A provincial participant from KwaZulu Natal suggested broader use of this province’s ‘war rooms’ which is a meeting point for community engagement with government structures: ‘[This is] where community representatives and government departments sit and discuss challenges in a particular community: health related, development related, or anything that worries the community. In those forums, basic data and TB related information can be presented.’ - participant 1
Health committees (where community representations serve on an official structure linked to a health facility) were mentioned as an existing mechanism within the South African health system where communities can potentially contribute to accountability, and that this could be used to track TB policy implementation. Participants highlighted that these committees should include community based CSOs, community leaders, and must be diverse, representative, informed, and empowered. Capacitation is needed to ensure that community members are not simply incorporated into the health facility and that they fulfil their roles as independent observers. Supporting community representatives in their role as health committee members was an area where participants felt CSOs can help drive accountability. ‘We need to create a context where everybody knows that they have a role to play, and they can’t just sit and wait for the Health Department or the TB program to take action.’ - participant 15
Participants also felt that greater CSO representation at all levels of the health system can help to voice community priorities at the different levels of policy development and implementation. ‘Civil society [need] representation at all levels. From the clinic committee to the hospital board, to the District Health Council, to the Provincial Health council and to the National Health Council so that we can represent the community and have an understanding on how these decisions are made.’ – Participant 8
To summarise our key findings from theme 1 – 3, text box 1 presents various ways in which learning from the implementation of the TB Recovery Plan can be translated to different TB policies, including implementation of the new NSP.

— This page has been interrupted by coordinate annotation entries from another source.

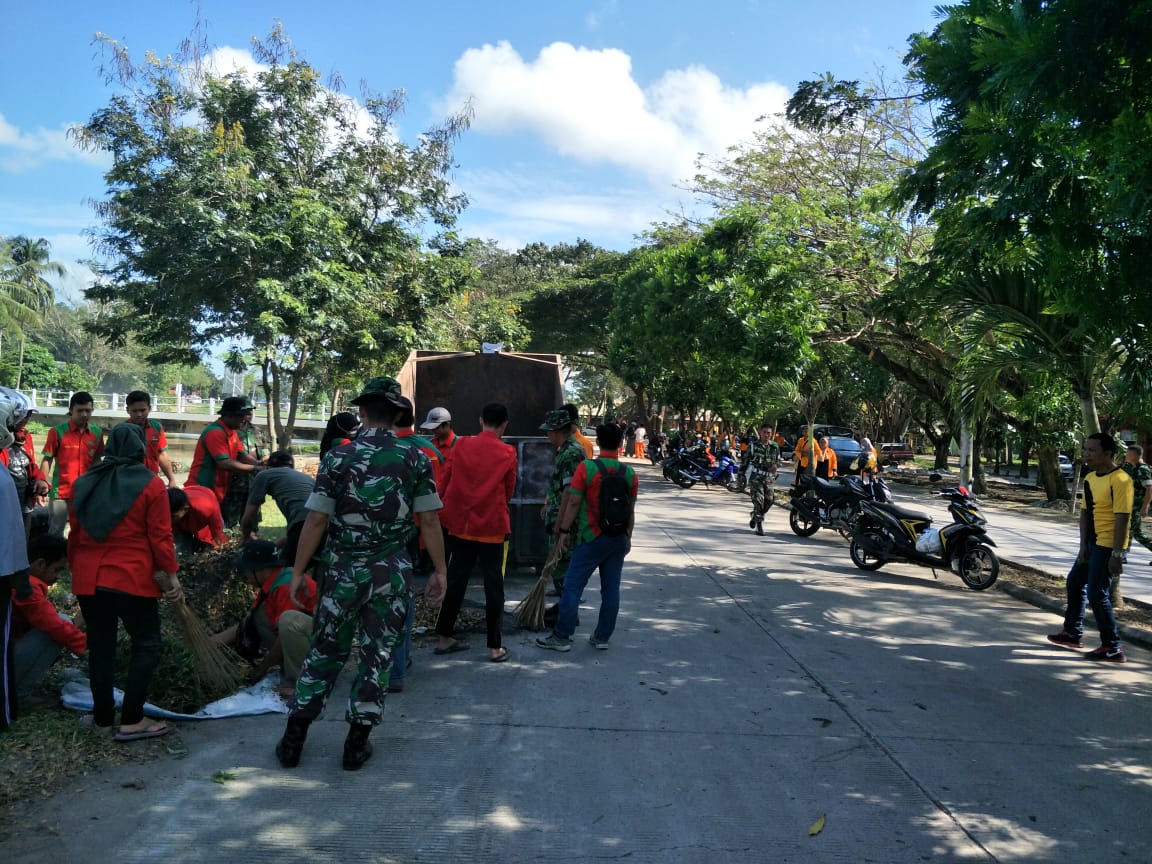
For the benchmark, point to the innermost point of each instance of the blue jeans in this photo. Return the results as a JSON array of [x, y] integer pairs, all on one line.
[[608, 554], [1090, 581]]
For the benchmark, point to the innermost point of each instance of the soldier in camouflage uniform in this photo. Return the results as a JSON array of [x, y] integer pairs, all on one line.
[[366, 492], [559, 426], [760, 460], [1142, 493]]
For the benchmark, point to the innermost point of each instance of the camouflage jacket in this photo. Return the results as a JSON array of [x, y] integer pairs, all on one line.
[[568, 459], [370, 487]]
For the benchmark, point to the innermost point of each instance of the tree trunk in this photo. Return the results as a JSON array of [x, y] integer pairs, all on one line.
[[1048, 474]]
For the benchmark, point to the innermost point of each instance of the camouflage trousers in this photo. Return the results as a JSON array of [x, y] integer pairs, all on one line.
[[763, 490], [1136, 529], [360, 599]]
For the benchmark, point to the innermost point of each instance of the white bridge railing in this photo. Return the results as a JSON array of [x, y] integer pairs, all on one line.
[[168, 403]]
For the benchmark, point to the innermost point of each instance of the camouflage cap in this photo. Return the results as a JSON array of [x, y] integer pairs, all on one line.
[[234, 406], [556, 418], [381, 387]]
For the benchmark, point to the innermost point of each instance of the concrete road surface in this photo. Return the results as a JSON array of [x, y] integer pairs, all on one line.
[[762, 700]]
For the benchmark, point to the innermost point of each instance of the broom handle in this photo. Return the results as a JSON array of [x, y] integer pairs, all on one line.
[[167, 582]]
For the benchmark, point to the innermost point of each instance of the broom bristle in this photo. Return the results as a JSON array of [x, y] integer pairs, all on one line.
[[213, 665], [529, 612]]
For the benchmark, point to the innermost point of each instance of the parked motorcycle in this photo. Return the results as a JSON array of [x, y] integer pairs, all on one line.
[[887, 532], [696, 464], [834, 505]]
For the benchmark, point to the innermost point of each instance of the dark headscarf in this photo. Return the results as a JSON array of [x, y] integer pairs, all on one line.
[[340, 425], [105, 493]]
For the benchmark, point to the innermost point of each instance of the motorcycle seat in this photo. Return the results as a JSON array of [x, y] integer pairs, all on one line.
[[902, 513]]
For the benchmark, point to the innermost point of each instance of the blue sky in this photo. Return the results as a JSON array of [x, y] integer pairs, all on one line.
[[588, 119]]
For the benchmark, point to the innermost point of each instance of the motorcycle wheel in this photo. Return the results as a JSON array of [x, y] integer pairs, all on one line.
[[802, 524], [979, 567], [862, 559]]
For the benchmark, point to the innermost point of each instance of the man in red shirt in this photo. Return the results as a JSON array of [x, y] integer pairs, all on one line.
[[69, 449], [219, 453], [138, 406], [595, 545], [478, 484], [283, 628], [196, 521], [39, 631]]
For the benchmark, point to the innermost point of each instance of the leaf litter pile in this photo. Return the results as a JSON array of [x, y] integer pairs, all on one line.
[[47, 747]]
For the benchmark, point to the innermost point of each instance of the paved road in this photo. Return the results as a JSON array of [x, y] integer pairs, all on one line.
[[755, 687]]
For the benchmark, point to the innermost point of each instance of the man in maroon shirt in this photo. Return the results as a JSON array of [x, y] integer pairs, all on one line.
[[70, 449], [478, 484]]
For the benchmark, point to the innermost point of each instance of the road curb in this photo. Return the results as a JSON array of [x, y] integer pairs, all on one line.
[[1135, 635]]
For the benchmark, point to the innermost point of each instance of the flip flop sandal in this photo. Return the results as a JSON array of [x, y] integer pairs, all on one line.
[[151, 732]]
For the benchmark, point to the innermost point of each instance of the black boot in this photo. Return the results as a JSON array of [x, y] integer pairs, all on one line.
[[292, 744], [357, 749]]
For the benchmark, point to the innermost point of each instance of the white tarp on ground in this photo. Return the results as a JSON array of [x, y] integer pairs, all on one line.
[[259, 698]]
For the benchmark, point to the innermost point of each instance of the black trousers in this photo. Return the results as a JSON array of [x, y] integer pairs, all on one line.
[[463, 556], [141, 616]]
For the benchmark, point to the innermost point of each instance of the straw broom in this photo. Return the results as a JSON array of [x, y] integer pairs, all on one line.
[[529, 612], [215, 665]]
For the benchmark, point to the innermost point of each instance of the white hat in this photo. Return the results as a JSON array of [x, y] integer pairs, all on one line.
[[437, 416]]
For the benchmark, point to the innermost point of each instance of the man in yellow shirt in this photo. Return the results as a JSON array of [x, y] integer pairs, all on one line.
[[1104, 539]]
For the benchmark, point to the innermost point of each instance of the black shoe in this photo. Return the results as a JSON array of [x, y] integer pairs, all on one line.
[[357, 749], [292, 743]]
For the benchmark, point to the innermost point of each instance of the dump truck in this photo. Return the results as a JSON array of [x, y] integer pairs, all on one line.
[[530, 386]]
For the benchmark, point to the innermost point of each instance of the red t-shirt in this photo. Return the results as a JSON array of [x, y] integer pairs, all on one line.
[[217, 444], [37, 613], [478, 483], [278, 586], [128, 556], [203, 518], [588, 520], [73, 451]]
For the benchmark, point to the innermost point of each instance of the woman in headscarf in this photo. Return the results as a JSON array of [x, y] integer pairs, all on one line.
[[120, 543], [340, 430]]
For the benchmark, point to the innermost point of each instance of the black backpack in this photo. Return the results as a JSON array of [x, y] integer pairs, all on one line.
[[615, 500]]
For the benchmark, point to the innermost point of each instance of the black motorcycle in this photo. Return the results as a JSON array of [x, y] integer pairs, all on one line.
[[887, 532], [834, 505]]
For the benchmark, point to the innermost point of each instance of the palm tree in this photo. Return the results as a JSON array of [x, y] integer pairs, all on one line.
[[24, 292]]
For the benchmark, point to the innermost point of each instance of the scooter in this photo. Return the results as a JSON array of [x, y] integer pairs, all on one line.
[[886, 532], [834, 505]]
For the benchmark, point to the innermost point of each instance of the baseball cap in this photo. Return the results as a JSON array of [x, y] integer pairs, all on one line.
[[234, 406], [436, 417], [381, 387], [556, 418]]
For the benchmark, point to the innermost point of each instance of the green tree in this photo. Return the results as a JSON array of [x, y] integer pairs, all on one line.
[[264, 209]]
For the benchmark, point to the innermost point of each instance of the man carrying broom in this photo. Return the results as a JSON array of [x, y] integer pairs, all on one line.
[[366, 492]]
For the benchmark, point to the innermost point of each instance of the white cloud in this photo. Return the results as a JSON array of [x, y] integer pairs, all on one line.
[[22, 151], [515, 209], [586, 105]]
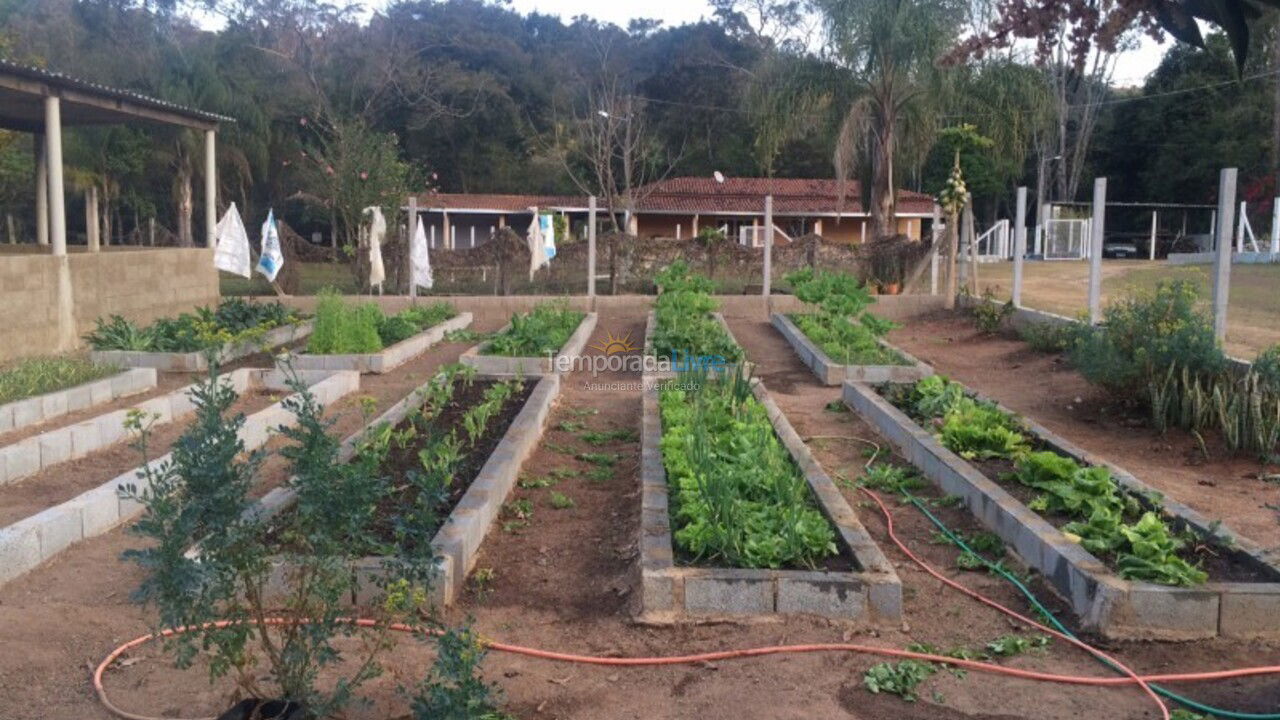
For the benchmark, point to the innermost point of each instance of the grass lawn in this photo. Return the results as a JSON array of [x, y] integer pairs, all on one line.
[[1253, 313]]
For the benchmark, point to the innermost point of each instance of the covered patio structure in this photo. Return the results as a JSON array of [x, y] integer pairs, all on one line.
[[40, 288]]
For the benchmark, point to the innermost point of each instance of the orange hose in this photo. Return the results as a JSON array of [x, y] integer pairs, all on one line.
[[1130, 677]]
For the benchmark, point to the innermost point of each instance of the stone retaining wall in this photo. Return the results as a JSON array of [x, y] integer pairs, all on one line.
[[41, 408], [387, 359], [1100, 597], [503, 367], [671, 592], [832, 373], [31, 541]]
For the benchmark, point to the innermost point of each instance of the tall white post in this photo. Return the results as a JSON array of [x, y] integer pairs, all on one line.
[[590, 246], [56, 194], [1275, 226], [210, 188], [1155, 224], [408, 246], [1100, 213], [768, 247], [1019, 246], [41, 190], [1223, 251]]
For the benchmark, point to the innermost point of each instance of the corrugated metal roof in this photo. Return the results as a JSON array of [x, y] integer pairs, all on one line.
[[62, 80]]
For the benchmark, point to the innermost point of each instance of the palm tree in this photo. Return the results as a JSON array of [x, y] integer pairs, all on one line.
[[887, 51]]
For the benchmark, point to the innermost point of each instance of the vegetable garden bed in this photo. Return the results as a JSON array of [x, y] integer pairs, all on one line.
[[833, 373], [849, 578], [1239, 598], [488, 361], [41, 408], [478, 478], [385, 359], [31, 541]]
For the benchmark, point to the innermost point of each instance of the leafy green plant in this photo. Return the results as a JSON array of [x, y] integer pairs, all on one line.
[[536, 333], [37, 376], [737, 497], [682, 315], [840, 324], [901, 678]]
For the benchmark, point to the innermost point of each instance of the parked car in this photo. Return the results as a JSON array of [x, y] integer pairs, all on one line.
[[1120, 250]]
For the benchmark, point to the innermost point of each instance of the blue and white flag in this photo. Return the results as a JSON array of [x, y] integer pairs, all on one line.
[[273, 259]]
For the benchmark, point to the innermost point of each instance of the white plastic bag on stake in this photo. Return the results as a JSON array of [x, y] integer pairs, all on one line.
[[232, 253], [273, 258]]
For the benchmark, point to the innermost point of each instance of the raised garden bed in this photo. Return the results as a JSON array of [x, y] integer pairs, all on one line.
[[1240, 598], [33, 540], [41, 408], [662, 368], [855, 583], [502, 365], [385, 359], [480, 484], [196, 361], [833, 373]]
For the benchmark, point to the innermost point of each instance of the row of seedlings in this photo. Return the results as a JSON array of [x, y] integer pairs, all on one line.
[[362, 337], [233, 329], [837, 337], [1129, 561]]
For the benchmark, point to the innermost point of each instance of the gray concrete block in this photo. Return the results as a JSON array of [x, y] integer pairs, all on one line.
[[19, 550], [727, 595], [54, 447], [85, 438], [831, 597]]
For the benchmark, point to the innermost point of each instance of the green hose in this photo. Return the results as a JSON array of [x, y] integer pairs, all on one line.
[[996, 568]]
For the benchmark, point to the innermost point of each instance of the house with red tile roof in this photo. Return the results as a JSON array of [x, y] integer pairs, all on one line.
[[679, 208]]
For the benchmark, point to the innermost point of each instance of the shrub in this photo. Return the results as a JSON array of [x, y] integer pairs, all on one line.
[[37, 376], [536, 333], [841, 326], [1146, 335]]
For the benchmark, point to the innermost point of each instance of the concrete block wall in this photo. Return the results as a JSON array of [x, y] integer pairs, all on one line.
[[141, 285]]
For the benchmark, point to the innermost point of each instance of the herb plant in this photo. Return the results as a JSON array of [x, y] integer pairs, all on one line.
[[737, 496], [840, 324], [536, 333]]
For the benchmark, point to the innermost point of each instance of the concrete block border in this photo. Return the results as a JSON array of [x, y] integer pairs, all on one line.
[[503, 367], [196, 361], [832, 373], [41, 408], [1104, 601], [650, 327], [672, 593], [385, 360], [458, 540], [31, 541]]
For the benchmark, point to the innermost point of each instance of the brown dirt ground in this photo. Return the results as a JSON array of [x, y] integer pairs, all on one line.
[[1046, 388], [567, 582]]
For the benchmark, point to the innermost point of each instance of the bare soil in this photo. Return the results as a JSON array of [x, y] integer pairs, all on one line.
[[1224, 486], [567, 582]]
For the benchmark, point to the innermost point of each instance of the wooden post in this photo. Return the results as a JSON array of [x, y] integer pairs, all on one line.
[[1019, 246], [408, 246], [41, 190], [768, 250], [1155, 226], [210, 188], [1098, 226], [1223, 250], [590, 247]]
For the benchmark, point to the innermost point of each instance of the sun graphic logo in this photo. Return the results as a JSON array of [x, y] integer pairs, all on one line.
[[613, 345]]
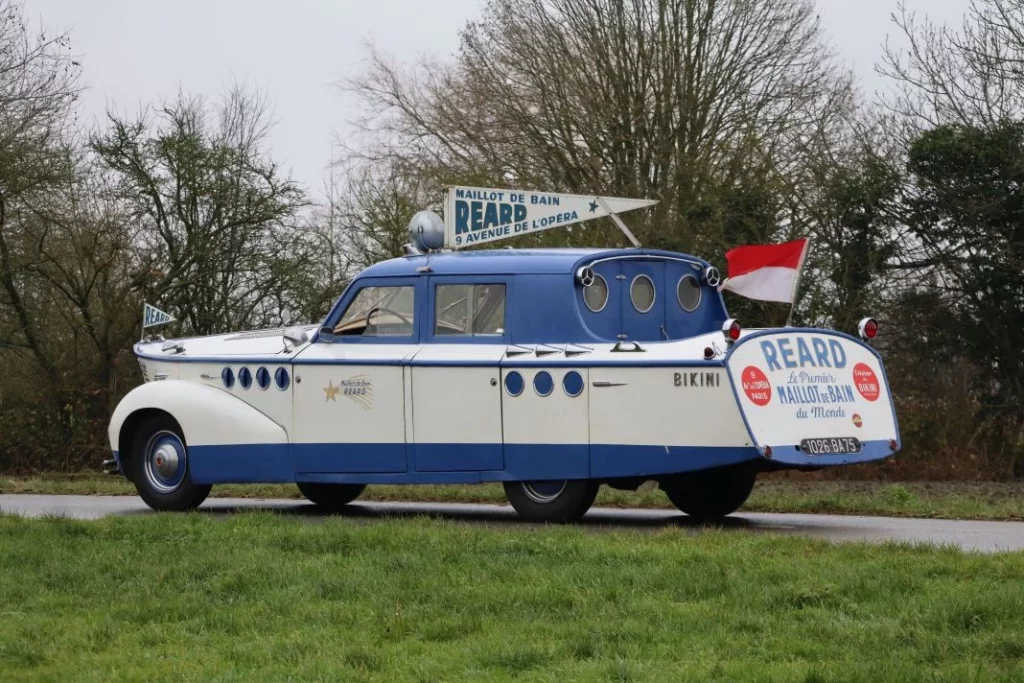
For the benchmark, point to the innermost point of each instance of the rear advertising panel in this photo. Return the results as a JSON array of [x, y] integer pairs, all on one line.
[[816, 397]]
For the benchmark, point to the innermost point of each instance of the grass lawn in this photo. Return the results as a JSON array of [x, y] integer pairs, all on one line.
[[772, 494], [257, 597]]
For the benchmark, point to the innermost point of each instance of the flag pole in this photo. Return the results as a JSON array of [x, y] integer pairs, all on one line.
[[796, 284], [619, 222]]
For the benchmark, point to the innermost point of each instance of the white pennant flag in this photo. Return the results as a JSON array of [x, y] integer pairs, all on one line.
[[478, 215], [153, 316]]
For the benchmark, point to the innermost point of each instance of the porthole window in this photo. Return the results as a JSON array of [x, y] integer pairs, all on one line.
[[513, 383], [543, 384], [572, 383], [688, 293], [642, 293], [595, 295]]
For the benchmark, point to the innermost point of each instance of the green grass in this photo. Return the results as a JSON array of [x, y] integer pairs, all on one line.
[[262, 597], [772, 494]]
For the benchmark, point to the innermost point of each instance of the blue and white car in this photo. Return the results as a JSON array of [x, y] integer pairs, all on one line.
[[550, 371]]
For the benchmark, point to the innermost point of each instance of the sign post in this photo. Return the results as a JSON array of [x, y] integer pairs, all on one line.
[[478, 215]]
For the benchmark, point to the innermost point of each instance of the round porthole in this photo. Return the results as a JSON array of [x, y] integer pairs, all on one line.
[[595, 295], [642, 293], [513, 383], [688, 293], [572, 383], [543, 384]]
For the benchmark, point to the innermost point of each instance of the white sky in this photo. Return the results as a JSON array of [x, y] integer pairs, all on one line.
[[137, 51]]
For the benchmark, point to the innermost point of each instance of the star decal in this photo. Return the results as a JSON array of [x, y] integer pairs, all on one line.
[[331, 391]]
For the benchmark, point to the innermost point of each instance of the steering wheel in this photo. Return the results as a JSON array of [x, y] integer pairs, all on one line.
[[378, 309]]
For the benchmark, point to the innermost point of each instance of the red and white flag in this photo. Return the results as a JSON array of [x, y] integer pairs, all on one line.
[[768, 272]]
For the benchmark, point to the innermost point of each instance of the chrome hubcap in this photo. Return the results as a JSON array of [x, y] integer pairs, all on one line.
[[544, 492], [165, 462]]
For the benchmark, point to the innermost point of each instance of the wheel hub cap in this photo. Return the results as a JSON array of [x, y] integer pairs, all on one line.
[[544, 492], [165, 462]]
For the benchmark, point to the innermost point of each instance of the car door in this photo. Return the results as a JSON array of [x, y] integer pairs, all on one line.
[[457, 416], [350, 388], [601, 301]]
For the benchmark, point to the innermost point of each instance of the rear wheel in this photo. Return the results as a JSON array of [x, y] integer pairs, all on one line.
[[160, 464], [331, 496], [711, 494], [559, 501]]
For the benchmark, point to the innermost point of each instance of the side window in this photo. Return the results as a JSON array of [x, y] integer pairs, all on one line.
[[379, 311], [469, 309]]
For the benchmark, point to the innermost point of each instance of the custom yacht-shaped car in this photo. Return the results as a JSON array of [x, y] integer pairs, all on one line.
[[551, 371]]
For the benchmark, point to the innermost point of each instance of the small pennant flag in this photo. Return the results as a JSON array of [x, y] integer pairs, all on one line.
[[154, 316], [768, 272]]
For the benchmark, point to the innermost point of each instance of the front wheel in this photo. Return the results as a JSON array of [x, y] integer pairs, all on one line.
[[711, 494], [331, 496], [559, 501], [160, 464]]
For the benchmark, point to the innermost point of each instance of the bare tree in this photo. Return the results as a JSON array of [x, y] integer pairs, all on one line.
[[675, 99], [968, 75], [215, 210]]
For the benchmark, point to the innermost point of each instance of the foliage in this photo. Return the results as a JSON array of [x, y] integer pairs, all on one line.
[[261, 596], [211, 207], [777, 493], [733, 114]]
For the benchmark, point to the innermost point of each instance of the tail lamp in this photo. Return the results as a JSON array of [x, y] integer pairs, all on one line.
[[867, 329], [731, 330]]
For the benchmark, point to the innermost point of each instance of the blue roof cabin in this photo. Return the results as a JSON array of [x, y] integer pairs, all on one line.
[[548, 295]]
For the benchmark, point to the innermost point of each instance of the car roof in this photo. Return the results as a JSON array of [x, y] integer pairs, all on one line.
[[500, 261]]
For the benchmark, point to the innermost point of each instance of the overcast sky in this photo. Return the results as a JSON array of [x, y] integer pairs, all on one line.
[[137, 51]]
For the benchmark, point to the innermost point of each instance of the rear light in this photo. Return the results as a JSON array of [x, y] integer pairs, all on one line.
[[731, 330], [867, 328]]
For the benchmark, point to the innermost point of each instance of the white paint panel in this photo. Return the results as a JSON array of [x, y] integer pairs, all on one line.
[[349, 402], [810, 396], [273, 402], [208, 416], [461, 403], [644, 406]]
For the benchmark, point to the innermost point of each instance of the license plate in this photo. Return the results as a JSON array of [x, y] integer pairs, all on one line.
[[830, 446]]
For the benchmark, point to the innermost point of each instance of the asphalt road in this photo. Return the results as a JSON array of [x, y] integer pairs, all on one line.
[[975, 536]]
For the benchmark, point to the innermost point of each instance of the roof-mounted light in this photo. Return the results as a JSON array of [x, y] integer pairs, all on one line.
[[867, 329], [731, 330], [585, 275]]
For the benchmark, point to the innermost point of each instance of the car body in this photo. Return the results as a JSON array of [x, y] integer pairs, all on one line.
[[547, 370]]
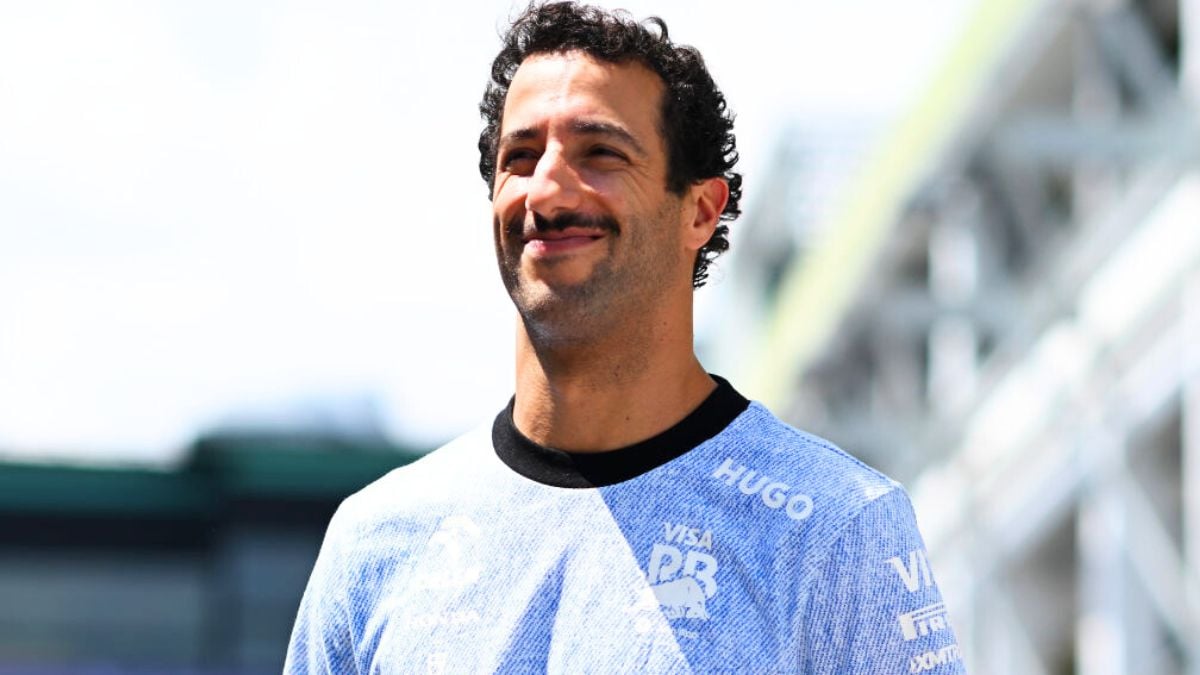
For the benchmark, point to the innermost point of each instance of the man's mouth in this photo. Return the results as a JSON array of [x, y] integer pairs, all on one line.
[[561, 240]]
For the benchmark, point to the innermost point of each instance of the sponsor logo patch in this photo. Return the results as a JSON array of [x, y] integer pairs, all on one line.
[[775, 494], [682, 574], [913, 571], [931, 659], [921, 622]]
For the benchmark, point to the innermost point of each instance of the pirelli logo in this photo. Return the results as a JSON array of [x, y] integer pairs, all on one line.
[[923, 621]]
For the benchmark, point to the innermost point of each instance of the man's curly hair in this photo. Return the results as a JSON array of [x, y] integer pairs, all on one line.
[[696, 124]]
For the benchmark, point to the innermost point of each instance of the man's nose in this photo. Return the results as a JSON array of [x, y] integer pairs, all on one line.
[[553, 186]]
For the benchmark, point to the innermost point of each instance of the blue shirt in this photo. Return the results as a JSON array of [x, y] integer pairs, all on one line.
[[730, 543]]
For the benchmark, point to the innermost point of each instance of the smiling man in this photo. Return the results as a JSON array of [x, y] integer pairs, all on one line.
[[627, 512]]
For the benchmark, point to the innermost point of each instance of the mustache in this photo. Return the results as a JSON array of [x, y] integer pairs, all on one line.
[[515, 227]]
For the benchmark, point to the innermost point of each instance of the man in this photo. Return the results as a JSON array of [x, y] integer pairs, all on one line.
[[628, 512]]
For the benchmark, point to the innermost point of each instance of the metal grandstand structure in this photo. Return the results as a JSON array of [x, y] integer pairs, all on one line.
[[1005, 315]]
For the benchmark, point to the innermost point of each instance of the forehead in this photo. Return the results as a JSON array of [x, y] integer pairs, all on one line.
[[573, 85]]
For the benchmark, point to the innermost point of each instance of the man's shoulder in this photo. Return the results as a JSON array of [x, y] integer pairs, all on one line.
[[765, 444]]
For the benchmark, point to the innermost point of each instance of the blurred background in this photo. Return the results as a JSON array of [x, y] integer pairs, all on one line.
[[246, 268]]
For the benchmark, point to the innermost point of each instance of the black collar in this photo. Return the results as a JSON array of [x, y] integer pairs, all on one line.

Text box 1: Key messages from participants to support future TB policy implementation.
- Current participatory approaches to policy development strengthen national, provincial and civil society awareness of policies, but targeted efforts are needed to engage policy implementers and communities.
- It is important to identify and support high-level champions for TB policies in the national health system.
- Implementation of the TB Recovery Plan and the NSP needs to be adequately resourced which could be addressed through developing costed provincial implementation plans.
- Greater emphasis needs to be placed on accountability measures to ensure translation takes place from national to provincial policy to local implementation.
- To strengthen community-level engagement in policy implementation, policymakers need to value the contributions of CHWs and community members, who should be capacitated to engage and provide input.
- CSOs can help facilitate engagement between policymakers and TB affected communities and play a key role in capacitating communities to engage in policy implementation.
- Strengthening community awareness through improved public communication about TB and TB policies can engage a much wider audience in the national TB response, build a stronger demand for quality services and increase accountability for policy implementation.